Empresas têxteis querem tornar-se mais transparentes

A Parceria para Têxteis Sustentáveis inicia uma nova fase na ação em prol de melhores condições de trabalho.

dpa/Guido Meisenheimer - Human rights

Salários justos para costureiras em Bangladesh, condições seguras de trabalho nas fábricas têxteis do Paquistão? A Parceria para Têxteis Sustentáveis pretende impor essas e outras melhorias. No ano de 2017, seus membros querem dar novos passos concretos nesse sentido. Até o final de janeiro, as empresas participantes – entre elas, empresas alemãs como C&A, Kik e Adidas – fornecerão informações sobre as condições nas fábricas de seus fornecedores, por exemplo, sobre salários, produtos químicos empregados e muitas outras coisas. Com base nisso, elas fixarão metas para as melhorias. No ano de 2018, pretendem então divulgar os resultados obtidos. 

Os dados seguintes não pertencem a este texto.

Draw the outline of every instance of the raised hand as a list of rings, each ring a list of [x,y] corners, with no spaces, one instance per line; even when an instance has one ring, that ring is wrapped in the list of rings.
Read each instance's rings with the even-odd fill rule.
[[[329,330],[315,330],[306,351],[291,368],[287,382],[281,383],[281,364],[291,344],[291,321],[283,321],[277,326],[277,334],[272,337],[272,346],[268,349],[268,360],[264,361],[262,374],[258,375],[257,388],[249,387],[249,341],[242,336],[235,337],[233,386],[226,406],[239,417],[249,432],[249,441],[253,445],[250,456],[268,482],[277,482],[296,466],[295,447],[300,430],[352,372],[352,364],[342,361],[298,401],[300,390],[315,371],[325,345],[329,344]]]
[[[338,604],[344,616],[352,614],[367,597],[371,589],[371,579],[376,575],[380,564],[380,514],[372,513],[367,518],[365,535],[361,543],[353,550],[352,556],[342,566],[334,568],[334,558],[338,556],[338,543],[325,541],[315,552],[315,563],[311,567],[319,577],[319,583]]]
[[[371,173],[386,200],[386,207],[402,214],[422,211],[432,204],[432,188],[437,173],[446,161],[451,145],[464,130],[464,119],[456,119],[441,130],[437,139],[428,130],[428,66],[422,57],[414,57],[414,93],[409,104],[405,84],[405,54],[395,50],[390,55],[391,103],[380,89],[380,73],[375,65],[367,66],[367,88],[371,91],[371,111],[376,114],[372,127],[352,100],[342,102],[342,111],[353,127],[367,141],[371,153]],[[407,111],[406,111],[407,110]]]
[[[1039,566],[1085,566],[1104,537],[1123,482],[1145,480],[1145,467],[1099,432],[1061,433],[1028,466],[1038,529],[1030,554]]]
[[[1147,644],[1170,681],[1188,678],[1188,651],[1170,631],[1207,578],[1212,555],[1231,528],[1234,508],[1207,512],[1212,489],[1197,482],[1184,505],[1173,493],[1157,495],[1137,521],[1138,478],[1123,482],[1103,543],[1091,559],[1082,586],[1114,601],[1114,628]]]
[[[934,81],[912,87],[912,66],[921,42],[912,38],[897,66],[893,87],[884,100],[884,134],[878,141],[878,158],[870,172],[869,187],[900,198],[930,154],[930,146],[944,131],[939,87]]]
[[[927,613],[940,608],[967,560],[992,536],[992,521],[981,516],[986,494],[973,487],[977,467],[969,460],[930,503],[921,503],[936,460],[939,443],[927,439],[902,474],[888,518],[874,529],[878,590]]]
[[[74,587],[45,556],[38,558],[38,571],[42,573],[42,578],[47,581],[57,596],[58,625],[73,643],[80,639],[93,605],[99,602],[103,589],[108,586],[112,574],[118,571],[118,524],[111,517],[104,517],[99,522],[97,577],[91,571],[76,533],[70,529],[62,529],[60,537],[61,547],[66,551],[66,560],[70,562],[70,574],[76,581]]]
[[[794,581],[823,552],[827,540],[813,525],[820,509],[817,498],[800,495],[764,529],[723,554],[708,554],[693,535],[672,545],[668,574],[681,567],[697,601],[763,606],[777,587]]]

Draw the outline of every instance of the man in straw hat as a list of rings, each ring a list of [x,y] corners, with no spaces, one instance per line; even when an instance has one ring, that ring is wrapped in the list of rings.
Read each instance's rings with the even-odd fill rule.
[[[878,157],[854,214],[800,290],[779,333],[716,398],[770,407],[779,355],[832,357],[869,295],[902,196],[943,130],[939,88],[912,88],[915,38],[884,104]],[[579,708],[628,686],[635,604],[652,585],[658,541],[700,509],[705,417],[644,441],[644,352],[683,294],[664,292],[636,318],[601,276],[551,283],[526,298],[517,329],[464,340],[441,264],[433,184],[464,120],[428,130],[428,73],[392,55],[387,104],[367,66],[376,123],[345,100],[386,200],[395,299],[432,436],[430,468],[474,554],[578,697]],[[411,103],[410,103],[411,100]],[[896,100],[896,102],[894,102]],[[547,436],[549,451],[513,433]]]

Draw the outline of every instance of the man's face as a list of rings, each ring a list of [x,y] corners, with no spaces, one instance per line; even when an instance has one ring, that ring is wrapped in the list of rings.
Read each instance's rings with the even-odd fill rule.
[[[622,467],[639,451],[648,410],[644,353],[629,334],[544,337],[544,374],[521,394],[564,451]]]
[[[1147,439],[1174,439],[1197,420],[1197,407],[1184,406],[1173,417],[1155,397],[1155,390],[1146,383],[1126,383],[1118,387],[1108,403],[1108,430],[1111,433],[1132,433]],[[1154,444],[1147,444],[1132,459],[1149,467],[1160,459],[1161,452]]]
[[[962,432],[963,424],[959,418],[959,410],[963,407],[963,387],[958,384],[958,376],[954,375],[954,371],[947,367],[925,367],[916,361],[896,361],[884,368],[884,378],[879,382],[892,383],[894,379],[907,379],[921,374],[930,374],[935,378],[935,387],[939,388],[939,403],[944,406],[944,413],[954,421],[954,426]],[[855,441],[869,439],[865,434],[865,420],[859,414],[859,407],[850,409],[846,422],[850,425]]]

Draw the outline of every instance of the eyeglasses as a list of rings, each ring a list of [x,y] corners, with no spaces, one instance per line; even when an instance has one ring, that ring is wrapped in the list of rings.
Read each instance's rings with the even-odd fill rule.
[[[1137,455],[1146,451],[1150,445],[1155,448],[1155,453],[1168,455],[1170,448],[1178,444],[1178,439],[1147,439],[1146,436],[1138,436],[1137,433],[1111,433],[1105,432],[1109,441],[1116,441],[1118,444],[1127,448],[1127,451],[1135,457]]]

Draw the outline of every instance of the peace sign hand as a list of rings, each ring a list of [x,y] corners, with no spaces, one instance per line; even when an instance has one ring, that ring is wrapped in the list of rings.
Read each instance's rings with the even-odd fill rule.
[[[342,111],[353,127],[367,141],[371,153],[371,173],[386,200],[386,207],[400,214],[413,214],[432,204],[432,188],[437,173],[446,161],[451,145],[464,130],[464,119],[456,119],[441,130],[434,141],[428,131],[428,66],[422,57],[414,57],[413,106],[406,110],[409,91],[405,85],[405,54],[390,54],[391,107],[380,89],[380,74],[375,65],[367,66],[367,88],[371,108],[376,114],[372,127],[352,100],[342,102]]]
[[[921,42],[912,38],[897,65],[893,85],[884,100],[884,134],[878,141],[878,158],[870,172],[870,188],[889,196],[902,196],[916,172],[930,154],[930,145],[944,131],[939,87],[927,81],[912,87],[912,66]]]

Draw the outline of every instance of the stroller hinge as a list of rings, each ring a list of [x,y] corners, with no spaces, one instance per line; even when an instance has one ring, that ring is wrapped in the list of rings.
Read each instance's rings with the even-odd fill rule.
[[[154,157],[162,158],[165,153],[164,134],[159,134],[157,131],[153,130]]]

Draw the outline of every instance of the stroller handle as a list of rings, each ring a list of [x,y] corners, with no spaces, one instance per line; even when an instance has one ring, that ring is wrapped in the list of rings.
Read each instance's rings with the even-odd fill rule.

Men dyeing leather in troughs in chouwara, Morocco

Da Parceria fazem parte atualmente quase 200 firmas, federações, sindicatos e organizações não governamentais. O ministro federal de Cooperação para o Desenvolvimento, Gerd Müller, criou a iniciativa em 2014 – também como reação ao desabamento do prédio Rana Plaza em Bangladesh, no qual mais de 1.100 pessoas morreram, a maioria delas trabalhadores em fábricas têxteis. “A parceria têxtil demonstra de forma concreta, que a nossa política de desenvolvimento está inteiramente voltada para os desafios da globalização”, segundo Müller. “Em muitos pontos, o nosso consumo decide sobre as condições de vida das pessoas na África ou na Ásia”.

Muitos observadores veem a rota traçada para os próximos anos como um marco. Outros, ao contrário, reivindicam normas obrigatórias, em vez de compromissos voluntários. Isso vale também para o Plano de Ação Nacional: "Economia e Direitos Humanos" (NAP), aprovado no final de 2016. Ele se orienta pelos correspondentes princípios diretivos das Nações Unidas e inclui expectativas explícitas às firmas, de que ponham em prática o seu dever de zelar pelos direitos humanos. É controlado, se isso está ocorrendo; também isso está previsto no NAP. Contudo, as regras não são obrigatórias – pelo menos por enquanto. Se as firmas não cumprirem determinados padrões, deverá ser possível a adoção futura de medidas legais.